# Ring of Fire



## Mike1950 (Mar 7, 2015)

This time of year normally it is pretty cloudy. On the west side of the state is always cloudy and if not pollution clouds the air. 2 weeks ago we were on the west side Saw Mt Raineer all day long and Saw Mt Baker to the north. Almost never see it. This weekend we are south of the columbia. to the North-Mt adams and St. Helens. South Mt Hood- one that I do not know the name of-3 sisters and Mt Shasta in northern Ca. 70 degrees -clear as a bell what a beautiful day. Road got up to 5000 ft and no snow- not even close. Crazy weather but I will take it. It is rare to have weather to see all these mts- especially this time of year. But we will see them again on our way back tomorrow. Supposed to be warmer. We really did not have winter but ready for spring.............

Reactions: Like 3 | Way Cool 2


----------



## manbuckwal (Mar 7, 2015)

Mike1950 said:


> This time of year normally it is pretty cloudy. On the west side of the state is always cloudy and if not pollution clouds the air. 2 weeks ago we were on the west side Saw Mt Raineer all day long and Saw Mt Baker to the north. Almost never see it. This weekend we are south of the columbia. to the North-Mt adams and St. Helens. South Mt Hood- one that I do not know the name of-3 sisters and Mt Shasta in northern Ca. 70 degrees -clear as a bell what a beautiful day. Road got up to 5000 ft and no snow- not even close. Crazy weather but I will take it. It is rare to have weather to see all these mts- especially this time of year. But we will see them again on our way back tomorrow. Supposed to be warmer. We really did not have winter but ready for spring.............
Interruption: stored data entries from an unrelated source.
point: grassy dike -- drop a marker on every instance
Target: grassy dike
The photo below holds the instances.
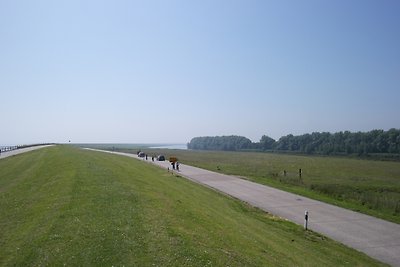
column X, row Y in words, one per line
column 368, row 186
column 65, row 206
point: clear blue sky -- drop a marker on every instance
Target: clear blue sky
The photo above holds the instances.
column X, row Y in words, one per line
column 167, row 71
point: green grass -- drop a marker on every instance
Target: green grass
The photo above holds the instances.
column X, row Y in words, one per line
column 368, row 186
column 62, row 206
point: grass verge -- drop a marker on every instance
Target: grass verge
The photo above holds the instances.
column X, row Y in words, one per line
column 65, row 206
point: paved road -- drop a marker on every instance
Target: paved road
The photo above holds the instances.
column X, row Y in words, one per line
column 19, row 151
column 375, row 237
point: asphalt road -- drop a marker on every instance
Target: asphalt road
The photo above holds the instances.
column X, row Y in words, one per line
column 377, row 238
column 19, row 151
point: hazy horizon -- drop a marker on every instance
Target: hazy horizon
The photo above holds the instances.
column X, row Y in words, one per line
column 168, row 71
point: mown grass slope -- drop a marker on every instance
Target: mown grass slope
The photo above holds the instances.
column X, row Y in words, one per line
column 65, row 206
column 368, row 186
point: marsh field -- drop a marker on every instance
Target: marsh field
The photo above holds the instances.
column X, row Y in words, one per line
column 64, row 206
column 368, row 186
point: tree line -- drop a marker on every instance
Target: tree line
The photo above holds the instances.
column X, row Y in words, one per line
column 325, row 143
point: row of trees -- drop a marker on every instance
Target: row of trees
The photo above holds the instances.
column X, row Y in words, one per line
column 227, row 143
column 361, row 143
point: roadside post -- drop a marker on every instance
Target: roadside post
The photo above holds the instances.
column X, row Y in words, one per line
column 306, row 220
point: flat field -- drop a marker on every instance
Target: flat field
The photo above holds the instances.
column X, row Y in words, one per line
column 367, row 186
column 71, row 207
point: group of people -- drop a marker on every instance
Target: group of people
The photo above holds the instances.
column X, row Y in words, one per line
column 175, row 165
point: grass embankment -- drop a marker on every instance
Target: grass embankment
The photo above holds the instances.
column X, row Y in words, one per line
column 368, row 186
column 64, row 206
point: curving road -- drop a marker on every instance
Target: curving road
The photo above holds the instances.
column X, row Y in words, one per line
column 377, row 238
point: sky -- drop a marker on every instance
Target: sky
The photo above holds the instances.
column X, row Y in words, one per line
column 167, row 71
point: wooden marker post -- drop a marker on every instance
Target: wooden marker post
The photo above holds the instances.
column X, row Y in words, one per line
column 306, row 220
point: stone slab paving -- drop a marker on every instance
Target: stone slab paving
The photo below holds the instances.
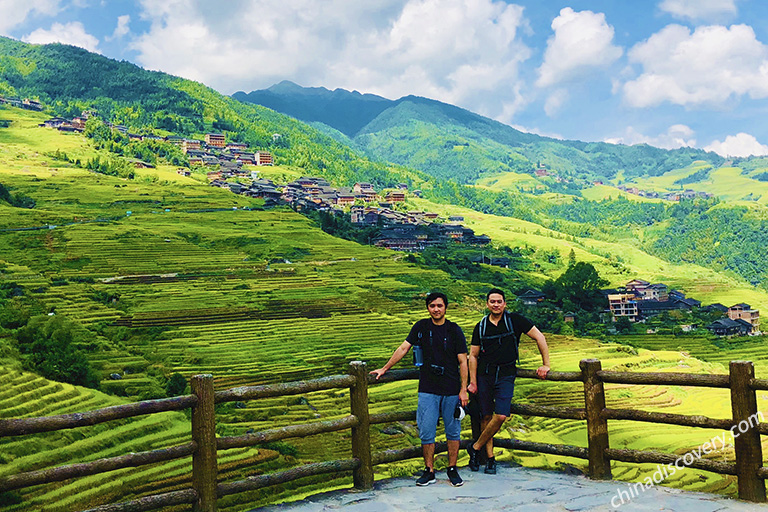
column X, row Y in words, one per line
column 514, row 488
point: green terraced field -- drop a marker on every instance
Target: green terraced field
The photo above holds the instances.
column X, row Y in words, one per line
column 256, row 296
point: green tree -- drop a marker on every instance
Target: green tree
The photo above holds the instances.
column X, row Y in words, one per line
column 48, row 345
column 176, row 385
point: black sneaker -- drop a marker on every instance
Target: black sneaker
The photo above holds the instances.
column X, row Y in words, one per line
column 453, row 476
column 426, row 478
column 474, row 464
column 490, row 467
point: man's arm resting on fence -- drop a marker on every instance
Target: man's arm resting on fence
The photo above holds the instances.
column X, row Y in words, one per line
column 541, row 342
column 396, row 357
column 474, row 351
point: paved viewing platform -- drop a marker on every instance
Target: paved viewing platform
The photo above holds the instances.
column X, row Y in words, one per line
column 513, row 488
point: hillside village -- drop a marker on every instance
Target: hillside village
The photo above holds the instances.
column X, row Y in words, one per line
column 409, row 231
column 639, row 300
column 361, row 204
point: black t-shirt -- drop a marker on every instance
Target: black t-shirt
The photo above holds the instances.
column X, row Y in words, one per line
column 441, row 345
column 495, row 353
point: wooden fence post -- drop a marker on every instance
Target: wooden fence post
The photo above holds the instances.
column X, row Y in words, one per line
column 749, row 453
column 204, row 464
column 361, row 435
column 597, row 425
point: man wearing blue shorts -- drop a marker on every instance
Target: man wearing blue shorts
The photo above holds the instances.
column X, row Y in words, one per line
column 443, row 380
column 492, row 369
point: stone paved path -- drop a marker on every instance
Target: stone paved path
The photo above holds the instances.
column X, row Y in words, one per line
column 524, row 489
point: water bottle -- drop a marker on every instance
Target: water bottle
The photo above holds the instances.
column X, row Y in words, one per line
column 418, row 356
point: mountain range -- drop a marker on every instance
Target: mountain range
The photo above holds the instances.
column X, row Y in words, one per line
column 450, row 142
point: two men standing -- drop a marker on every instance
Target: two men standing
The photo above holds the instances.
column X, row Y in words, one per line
column 448, row 374
column 493, row 368
column 443, row 380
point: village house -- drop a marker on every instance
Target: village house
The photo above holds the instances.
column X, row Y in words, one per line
column 531, row 297
column 395, row 196
column 215, row 140
column 189, row 144
column 31, row 104
column 345, row 197
column 745, row 312
column 623, row 304
column 364, row 191
column 264, row 158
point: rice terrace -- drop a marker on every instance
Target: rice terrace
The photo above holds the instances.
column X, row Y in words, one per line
column 195, row 286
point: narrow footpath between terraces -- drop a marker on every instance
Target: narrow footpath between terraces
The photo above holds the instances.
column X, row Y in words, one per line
column 514, row 488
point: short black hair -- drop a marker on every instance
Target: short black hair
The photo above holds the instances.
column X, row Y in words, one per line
column 436, row 295
column 496, row 290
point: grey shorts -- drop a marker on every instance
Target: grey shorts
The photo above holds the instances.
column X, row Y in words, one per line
column 430, row 408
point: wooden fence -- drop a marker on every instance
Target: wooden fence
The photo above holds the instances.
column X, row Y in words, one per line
column 203, row 447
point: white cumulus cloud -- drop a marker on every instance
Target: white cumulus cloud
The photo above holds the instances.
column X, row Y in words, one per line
column 676, row 136
column 707, row 67
column 582, row 42
column 72, row 33
column 14, row 12
column 696, row 10
column 741, row 145
column 465, row 52
column 122, row 27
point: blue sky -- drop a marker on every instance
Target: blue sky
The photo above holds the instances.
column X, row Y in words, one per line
column 669, row 73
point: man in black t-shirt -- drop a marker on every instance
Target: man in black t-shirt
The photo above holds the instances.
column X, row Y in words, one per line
column 443, row 380
column 492, row 369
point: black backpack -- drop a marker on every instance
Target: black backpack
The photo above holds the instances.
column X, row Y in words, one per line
column 497, row 338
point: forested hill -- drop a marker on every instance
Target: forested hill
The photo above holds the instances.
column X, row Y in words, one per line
column 69, row 80
column 447, row 141
column 453, row 144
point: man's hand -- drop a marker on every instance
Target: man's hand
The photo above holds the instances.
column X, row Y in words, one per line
column 378, row 373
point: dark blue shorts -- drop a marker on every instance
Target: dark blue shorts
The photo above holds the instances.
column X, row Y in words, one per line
column 495, row 395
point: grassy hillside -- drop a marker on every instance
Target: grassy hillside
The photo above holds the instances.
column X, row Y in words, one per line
column 198, row 280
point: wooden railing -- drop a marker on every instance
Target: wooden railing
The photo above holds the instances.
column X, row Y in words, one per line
column 204, row 446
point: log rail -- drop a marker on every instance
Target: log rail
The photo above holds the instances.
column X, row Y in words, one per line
column 204, row 445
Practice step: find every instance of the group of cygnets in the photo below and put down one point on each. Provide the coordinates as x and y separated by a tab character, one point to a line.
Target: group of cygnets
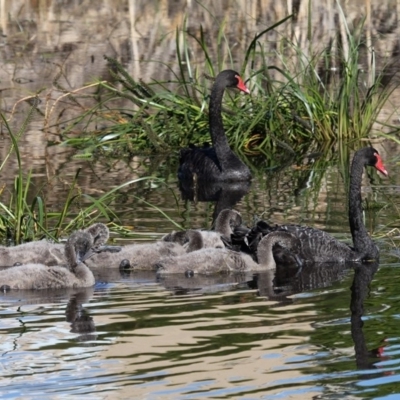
44	265
231	247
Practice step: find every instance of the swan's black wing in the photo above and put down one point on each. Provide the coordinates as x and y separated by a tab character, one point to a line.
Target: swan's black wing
320	246
201	161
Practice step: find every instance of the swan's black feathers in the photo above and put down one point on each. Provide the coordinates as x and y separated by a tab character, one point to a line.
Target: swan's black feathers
318	246
201	161
218	163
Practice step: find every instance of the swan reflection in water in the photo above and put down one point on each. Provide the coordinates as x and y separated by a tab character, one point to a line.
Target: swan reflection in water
76	315
360	289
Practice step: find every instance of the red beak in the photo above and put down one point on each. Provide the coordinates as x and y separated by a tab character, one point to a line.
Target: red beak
241	86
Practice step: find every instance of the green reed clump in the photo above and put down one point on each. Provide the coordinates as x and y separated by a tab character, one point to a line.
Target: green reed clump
293	108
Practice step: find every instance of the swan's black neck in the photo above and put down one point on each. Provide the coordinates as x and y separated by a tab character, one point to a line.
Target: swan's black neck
227	158
362	242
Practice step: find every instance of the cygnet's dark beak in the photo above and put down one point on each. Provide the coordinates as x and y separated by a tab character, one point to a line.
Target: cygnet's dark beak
299	262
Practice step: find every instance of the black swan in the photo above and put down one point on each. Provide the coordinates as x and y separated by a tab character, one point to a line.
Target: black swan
211	261
218	163
38	276
319	246
142	256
Nice views for sure ! You on another wood buying trip ?

Reactions: Agree 1


----------



## Mike1950 (Mar 8, 2015)

manbuckwal said:


> Nice views for sure ! You on another wood buying trip ?

Reactions: Like 1 | Funny 2


----------



## NYWoodturner (Mar 8, 2015)

Pictures man pictures!

Reactions: Agree 4


----------



## Mike1950 (Mar 8, 2015)

Maybe on the way back. Did not bring the camera and I am a dummy with smart phone.


----------



## manbuckwal (Mar 8, 2015)

Mike1950 said:


> Maybe on the way back. Did not bring the camera and I am a dummy with smart phone.



I bet your wife knows how tho ...........you take the trailer w ya ?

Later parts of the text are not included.